FactChecking the GOP Responses — Cruz and Paul Lie
Both of these lies lay mostly in Wingnut Mythos - in Rand Paul’s case he calls President Bush and a mostly Republican congress “Liberal Elites” by conflating the politicians who enacted the energy act with today’s politicians rather than those who actually created and passed it while President Bush was in office to sign it.
In Cruz’s case the lie is much more pernicious since it’s based on populist fears designed to scapegoat an entire religion instead of the specific reactionary fundamentalist extremists perpetrating the acts of terror. That’s an act of evil in itself because it feeds fear, hate, and xenophobia. It’s exactly what real Americans should not do, and it is designed to serve base political and geopolitical ends, not our safety.
This sleight of hand where all of Islam is always associated with the extremist terror has it roots with centuries of tribal nationalist causes in Europe, and the populist demagogues there have honed these verbal weapons well.
Two likely presidential candidates — Cruz and Paul — gave more forceful speeches attacking the president’s leadership.
Cruz gave what his aides called an “impromptu video response” to the State of the Union address that was posted on the senator’s Facebook page. It was one of five videotaped GOP responses (six if you count the first aborted attempt by Cruz).
In his video, Cruz criticized Obama’s speech for failing to address terrorism and immigration — except that the president did discuss both.
Cruz claimed “not a word was said about radical Islamic terrorism.” That’s false.
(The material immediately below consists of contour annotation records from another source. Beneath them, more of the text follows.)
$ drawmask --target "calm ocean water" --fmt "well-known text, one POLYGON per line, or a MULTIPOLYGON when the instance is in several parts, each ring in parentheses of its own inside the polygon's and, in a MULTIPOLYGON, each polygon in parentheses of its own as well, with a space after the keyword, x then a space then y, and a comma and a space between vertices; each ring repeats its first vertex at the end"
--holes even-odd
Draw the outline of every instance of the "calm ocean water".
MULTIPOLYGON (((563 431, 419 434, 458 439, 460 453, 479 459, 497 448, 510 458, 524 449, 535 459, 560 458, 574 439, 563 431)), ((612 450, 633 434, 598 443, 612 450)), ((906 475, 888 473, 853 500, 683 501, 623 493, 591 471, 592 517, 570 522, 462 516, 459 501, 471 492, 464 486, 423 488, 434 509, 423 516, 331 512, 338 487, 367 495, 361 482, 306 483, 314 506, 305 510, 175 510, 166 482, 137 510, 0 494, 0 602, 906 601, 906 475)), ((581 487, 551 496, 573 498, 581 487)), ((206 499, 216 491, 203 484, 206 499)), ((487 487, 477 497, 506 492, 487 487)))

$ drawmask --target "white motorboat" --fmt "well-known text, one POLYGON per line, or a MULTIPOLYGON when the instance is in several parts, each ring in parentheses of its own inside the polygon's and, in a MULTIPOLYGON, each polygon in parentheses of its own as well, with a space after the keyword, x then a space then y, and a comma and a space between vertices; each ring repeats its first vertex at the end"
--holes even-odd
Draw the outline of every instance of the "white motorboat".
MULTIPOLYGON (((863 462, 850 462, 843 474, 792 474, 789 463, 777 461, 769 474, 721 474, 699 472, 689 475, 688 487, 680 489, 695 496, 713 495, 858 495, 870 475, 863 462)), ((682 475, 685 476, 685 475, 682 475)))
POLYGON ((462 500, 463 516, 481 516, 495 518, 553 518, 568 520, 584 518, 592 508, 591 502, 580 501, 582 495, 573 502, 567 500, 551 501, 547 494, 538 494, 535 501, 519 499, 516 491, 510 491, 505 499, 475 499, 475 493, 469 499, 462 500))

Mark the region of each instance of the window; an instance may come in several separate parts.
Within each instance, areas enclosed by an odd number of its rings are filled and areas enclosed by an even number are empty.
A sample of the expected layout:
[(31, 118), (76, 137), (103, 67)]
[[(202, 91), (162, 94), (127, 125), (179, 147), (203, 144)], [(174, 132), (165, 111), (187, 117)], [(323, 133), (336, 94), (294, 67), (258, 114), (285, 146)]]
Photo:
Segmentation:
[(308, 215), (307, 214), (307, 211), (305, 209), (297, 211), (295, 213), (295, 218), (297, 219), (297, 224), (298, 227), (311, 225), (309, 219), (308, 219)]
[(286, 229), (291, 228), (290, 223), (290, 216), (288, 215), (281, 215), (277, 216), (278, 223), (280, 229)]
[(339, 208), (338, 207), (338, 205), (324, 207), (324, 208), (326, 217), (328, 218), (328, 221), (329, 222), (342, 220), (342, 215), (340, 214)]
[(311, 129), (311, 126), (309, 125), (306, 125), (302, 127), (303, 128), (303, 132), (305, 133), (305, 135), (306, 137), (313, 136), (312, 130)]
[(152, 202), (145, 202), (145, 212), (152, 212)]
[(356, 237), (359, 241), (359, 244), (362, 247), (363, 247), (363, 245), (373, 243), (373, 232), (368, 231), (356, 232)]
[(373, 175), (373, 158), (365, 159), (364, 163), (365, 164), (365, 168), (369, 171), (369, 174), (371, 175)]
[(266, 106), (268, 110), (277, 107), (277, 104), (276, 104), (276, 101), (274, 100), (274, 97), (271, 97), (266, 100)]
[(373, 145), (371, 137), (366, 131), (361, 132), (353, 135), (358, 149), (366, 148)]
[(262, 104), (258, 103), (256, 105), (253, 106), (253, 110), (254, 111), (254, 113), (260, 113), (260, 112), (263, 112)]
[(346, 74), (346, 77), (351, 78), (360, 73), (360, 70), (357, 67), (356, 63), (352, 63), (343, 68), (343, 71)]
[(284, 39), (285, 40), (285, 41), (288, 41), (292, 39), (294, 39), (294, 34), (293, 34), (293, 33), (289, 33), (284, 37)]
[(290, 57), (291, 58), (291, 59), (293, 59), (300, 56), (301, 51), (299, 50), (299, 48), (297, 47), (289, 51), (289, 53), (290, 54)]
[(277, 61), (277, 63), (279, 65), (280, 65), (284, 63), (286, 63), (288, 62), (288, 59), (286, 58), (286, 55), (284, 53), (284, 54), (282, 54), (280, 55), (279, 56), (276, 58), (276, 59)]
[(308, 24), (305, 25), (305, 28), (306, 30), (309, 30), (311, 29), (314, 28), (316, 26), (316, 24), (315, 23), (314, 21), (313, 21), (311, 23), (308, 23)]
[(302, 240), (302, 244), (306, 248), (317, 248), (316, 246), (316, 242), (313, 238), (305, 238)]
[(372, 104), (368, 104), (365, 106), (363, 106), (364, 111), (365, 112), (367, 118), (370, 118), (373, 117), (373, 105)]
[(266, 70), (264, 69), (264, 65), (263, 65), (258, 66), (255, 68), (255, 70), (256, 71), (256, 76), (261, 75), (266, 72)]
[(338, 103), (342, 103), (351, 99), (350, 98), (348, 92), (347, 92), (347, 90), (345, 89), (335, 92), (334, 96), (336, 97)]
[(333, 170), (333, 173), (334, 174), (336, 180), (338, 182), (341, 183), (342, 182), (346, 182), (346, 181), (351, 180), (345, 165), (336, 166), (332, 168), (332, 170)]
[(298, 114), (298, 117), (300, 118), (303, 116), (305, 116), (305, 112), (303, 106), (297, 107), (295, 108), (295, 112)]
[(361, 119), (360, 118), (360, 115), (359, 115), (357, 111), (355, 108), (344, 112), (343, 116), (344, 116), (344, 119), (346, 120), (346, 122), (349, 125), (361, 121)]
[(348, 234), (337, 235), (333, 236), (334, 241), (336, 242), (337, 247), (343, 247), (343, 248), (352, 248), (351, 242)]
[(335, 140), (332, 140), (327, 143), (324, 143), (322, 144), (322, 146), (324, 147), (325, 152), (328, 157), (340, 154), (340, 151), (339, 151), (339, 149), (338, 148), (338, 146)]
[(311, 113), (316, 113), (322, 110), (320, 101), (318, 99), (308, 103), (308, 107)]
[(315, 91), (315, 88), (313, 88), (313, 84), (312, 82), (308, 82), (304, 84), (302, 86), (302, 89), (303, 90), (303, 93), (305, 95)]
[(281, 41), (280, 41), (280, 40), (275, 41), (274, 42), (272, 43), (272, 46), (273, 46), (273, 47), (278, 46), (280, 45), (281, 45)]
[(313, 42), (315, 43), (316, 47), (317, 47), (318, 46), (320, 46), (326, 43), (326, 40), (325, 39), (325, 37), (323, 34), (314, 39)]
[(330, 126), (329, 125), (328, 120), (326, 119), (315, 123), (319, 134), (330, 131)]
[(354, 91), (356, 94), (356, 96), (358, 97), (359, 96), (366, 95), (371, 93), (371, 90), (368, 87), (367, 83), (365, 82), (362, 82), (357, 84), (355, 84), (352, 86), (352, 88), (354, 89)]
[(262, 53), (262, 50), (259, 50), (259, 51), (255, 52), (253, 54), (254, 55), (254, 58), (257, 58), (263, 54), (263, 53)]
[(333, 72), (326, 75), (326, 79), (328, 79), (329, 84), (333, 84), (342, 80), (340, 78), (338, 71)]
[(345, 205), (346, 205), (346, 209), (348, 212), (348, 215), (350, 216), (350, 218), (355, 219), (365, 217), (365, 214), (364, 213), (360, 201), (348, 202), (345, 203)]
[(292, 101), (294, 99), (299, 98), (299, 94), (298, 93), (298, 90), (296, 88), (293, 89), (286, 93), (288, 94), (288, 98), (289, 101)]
Cruz, Jan. 20: Tonight not a word was said about radical Islamic terrorism. Those words did not come out of the president’s mouth. We cannot win a war on radical Islamic terrorism with a president unwilling to even say the words “radical Islamic terrorism.”
While it is true that Obama did not utter the phrase “radical Islamic terrorism,” the president did use the phrase “violent extremism” and asked for congressional authority to use force against the Islamic State, a radical Islamic terrorist group that the president referred to in his speech as ISIL (Islamic State of Iraq and Levant).